Without delving too deep into spoiler territory, this second salvo of episodes picks up some time after the devastating events of season 1, with Washington having returned from secondment to Estonia, where she’s been training Ukrainian explosive ordnance disposal teams—a nod to her past as a bomb tech in Afghanistan.
She’s not yet returned to active duty, though—and who could blame her? Instead, the first episode finds her lecturing business executives on how to protect their assets from terrorist bombings. “Be alert to the absence of the normal and the presence of the abnormal,” she advises, citing an axiom from her time in the field in Afghanistan, before going on to explain the three types of Improvised Explosive Device (IED, acronym fans): time (rigged with a timer), command (remotely detonated), and victim (set off by whatever poor unfortunate trips it).

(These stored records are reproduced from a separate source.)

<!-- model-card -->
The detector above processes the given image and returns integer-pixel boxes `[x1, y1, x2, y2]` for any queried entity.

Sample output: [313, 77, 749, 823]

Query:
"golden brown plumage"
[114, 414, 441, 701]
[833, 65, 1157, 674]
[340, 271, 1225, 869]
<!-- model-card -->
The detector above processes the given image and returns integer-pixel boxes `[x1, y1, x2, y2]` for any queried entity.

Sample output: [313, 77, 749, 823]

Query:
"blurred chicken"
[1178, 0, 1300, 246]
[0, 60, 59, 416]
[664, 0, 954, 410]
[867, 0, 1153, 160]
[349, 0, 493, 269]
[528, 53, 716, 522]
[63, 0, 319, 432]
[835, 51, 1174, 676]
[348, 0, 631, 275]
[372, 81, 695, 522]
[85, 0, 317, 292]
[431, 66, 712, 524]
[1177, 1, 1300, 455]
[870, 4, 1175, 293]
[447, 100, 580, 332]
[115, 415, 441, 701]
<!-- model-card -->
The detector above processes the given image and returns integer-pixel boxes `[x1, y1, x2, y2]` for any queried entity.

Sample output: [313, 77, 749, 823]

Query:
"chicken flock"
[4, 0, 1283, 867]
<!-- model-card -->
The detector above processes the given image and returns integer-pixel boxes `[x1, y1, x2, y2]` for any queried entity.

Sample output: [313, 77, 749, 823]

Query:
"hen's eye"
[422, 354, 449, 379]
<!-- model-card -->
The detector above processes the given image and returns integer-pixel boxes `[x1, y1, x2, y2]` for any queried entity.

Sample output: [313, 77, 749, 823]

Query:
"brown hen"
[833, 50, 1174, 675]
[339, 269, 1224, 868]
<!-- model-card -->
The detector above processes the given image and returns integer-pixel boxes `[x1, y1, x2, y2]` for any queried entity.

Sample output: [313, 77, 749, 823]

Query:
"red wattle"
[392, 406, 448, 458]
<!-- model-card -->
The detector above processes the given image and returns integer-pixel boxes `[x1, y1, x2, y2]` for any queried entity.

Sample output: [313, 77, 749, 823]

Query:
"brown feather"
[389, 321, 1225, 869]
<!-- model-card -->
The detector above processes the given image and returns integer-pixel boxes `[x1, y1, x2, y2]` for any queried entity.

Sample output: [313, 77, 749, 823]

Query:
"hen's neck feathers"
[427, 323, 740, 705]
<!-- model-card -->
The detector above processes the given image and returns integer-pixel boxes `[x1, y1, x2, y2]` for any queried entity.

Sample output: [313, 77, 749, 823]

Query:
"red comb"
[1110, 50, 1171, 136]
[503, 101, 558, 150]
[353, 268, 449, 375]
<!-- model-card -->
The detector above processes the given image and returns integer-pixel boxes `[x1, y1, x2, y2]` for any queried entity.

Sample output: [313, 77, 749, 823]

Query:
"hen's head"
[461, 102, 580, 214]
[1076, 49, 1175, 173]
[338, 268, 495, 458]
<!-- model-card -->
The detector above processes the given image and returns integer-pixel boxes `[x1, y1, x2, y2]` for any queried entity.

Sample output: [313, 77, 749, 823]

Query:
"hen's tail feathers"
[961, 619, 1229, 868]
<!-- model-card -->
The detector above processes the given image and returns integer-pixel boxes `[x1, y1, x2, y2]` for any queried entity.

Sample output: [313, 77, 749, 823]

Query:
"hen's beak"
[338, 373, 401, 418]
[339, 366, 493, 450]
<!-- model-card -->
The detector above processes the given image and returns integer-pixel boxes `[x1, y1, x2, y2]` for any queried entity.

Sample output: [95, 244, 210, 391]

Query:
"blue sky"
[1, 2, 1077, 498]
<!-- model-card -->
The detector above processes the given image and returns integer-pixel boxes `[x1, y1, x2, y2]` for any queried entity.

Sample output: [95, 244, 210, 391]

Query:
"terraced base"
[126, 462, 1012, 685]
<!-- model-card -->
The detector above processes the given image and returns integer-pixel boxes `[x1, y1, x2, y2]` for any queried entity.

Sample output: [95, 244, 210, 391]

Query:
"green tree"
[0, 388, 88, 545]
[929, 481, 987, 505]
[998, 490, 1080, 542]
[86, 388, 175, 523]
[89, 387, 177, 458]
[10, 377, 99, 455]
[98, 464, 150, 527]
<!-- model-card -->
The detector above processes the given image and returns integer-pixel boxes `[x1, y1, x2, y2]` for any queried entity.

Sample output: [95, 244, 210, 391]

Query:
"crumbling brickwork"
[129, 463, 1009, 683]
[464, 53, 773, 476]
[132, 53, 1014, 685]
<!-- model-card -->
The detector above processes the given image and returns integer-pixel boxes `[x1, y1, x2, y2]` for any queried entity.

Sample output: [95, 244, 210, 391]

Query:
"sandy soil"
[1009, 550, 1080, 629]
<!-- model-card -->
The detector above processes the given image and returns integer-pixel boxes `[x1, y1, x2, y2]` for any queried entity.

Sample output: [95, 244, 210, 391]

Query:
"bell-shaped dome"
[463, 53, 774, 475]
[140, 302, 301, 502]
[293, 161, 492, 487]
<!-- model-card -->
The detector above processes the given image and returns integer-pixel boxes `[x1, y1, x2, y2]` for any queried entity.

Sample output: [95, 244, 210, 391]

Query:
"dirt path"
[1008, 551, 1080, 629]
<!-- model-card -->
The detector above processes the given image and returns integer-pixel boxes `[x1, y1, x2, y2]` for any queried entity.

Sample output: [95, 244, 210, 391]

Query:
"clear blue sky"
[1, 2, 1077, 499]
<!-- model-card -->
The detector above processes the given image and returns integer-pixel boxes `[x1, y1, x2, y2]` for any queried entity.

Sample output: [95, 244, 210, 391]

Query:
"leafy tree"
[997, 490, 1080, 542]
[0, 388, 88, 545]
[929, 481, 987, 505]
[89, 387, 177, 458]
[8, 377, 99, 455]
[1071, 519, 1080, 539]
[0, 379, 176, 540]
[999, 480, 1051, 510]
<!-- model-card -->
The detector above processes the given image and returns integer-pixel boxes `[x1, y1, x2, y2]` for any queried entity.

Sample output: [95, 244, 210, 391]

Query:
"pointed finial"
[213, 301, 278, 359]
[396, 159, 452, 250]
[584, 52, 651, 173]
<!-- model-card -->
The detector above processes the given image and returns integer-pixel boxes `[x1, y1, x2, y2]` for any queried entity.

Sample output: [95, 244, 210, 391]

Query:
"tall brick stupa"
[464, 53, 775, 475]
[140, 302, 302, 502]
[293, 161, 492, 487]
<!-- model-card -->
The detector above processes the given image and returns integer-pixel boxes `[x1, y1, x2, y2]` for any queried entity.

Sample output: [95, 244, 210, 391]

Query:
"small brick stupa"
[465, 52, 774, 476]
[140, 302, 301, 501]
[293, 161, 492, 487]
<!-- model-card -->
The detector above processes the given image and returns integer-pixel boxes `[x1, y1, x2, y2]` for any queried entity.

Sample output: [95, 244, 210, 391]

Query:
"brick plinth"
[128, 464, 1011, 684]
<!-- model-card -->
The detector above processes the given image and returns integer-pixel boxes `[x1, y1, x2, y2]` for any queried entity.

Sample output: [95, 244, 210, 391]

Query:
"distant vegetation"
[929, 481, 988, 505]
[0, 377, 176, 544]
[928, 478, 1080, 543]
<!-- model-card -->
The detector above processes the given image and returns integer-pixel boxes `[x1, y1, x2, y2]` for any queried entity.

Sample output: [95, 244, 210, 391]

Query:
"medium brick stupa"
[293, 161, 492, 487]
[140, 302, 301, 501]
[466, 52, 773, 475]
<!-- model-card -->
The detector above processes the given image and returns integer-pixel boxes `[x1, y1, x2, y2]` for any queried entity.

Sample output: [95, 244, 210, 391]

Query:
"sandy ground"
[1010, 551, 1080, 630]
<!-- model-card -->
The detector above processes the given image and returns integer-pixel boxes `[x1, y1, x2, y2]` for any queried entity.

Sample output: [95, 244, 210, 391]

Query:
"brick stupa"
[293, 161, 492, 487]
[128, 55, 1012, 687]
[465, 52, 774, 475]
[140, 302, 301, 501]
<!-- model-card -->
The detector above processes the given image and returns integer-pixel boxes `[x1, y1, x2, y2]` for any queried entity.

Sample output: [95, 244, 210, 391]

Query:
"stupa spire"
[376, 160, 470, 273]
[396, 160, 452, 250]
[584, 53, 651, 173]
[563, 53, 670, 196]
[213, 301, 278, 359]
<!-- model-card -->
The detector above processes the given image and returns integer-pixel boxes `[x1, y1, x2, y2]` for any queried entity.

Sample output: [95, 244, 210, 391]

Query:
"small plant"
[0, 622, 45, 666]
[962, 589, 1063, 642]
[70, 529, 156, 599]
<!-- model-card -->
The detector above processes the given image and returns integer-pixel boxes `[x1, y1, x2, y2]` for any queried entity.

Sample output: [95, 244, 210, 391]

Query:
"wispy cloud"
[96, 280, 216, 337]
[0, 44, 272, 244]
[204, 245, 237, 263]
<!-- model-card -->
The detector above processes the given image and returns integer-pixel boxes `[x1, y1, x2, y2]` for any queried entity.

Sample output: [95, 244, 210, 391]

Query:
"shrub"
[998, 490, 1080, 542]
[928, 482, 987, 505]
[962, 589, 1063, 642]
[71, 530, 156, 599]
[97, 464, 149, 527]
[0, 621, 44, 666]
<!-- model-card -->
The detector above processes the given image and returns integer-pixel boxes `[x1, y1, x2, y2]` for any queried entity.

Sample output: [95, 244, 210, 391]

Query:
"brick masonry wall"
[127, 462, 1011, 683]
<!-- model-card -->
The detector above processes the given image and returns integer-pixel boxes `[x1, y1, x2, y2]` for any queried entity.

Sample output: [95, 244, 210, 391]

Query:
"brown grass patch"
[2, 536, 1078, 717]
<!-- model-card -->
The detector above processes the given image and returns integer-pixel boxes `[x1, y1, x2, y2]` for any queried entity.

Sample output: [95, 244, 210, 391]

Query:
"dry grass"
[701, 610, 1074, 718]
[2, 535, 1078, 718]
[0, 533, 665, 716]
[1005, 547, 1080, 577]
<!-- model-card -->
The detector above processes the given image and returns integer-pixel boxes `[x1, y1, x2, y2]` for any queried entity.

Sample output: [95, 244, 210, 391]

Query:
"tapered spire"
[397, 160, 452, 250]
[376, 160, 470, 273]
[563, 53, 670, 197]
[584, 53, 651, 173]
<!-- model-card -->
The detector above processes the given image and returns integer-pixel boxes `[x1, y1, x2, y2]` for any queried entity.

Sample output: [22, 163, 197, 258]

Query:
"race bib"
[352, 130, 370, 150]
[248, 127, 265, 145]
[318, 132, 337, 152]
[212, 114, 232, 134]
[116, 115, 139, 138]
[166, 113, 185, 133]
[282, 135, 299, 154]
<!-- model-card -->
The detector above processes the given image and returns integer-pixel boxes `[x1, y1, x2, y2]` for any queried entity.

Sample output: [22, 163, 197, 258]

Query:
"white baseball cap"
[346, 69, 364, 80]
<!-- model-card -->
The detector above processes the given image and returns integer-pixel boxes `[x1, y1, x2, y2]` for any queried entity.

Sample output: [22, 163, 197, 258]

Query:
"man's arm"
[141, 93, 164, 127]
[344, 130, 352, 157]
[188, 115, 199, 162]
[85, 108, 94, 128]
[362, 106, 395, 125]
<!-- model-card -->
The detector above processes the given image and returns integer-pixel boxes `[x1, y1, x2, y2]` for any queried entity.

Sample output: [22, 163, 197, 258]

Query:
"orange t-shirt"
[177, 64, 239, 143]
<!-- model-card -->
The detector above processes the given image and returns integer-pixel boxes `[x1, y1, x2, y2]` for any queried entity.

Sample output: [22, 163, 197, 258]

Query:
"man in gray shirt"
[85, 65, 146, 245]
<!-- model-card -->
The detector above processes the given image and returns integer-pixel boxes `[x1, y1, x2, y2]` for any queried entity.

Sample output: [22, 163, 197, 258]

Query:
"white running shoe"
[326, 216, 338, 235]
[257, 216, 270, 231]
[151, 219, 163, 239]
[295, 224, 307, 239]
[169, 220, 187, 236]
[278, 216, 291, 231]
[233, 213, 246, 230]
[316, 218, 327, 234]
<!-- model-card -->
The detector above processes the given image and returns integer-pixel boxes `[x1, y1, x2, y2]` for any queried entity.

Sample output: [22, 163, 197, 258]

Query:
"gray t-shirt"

It’s a neat little infodump in a series full of technical detail, but the show smartly keeps the exposition to a minimum. While Wash is delivering her lecture, central London is rocked by a massive explosion at a power station, the huge fireball visible from the high-rise Wash finds herself in. And so, our heroine finds herself once again thrust into the thick of the action.
Things aren’t all sunshine and roses in the Squad, though, following the deaths of Nut and Karl last season. The prickly Hudson, who was a prime suspect (speaking of great British cop shows…) last season, resents having to work with Wash again, although doughty Danny (Eric Shango) is happy to have her back in the fold. Plus, there’s a new commander to contend with: politically savvy careerist John Francis (Julian Ovenden), replacing Ralph Ineson’s Commander Bregman, who mouths platitudes about gender equality in the Met but clearly has no qualms about throwing Wash and her team under the bus should it suit his purposes.
Meanwhile, on the home front, Wash also has to deal with her relationship with her loving but rather hopeless father, Jeff (Kevin Eldon) and, more pressingly, her long-term boyfriend and fellow Squad member Thom Youngblood (Mark Stanley), their partnership being on shaky ground following her affair last season.
But police politics and personal problems (although ever-present issues hovering in the background, must take a backseat to the more immediate dilemma of a terrorist mastermind who is blackmailing and coercing innocents into being his catspaws, with frequently lethal results—the second episode sees the wife of one unwilling bomber held hostage with a bomb collar, while the ongoing investigation is faced with the hurdle that none of the immediate perpetrators have any idea what they’re doing or why. Add to that the very strong possibility that some members of the Squad may be susceptible to our mysterious villain’s leverage, and you’ve got a recipe for six episodes of almost unbearably high tension, punctuated with shocking moments of violence and devastation.
You get a lot of bang for your buck with Trigger Point (that’s the last one, promise). The procedural elements are well-researched and gripping, the themes of domestic terrorism and asymmetrical warfare could not be timelier given the current global political situation, and in McClure’s Lana Washington we have a superb protagonist whose cool approach to the job stands in stark contrast to her messy personal life. Thriller fans are in for a treat—Trigger Point is the bomb (sorry).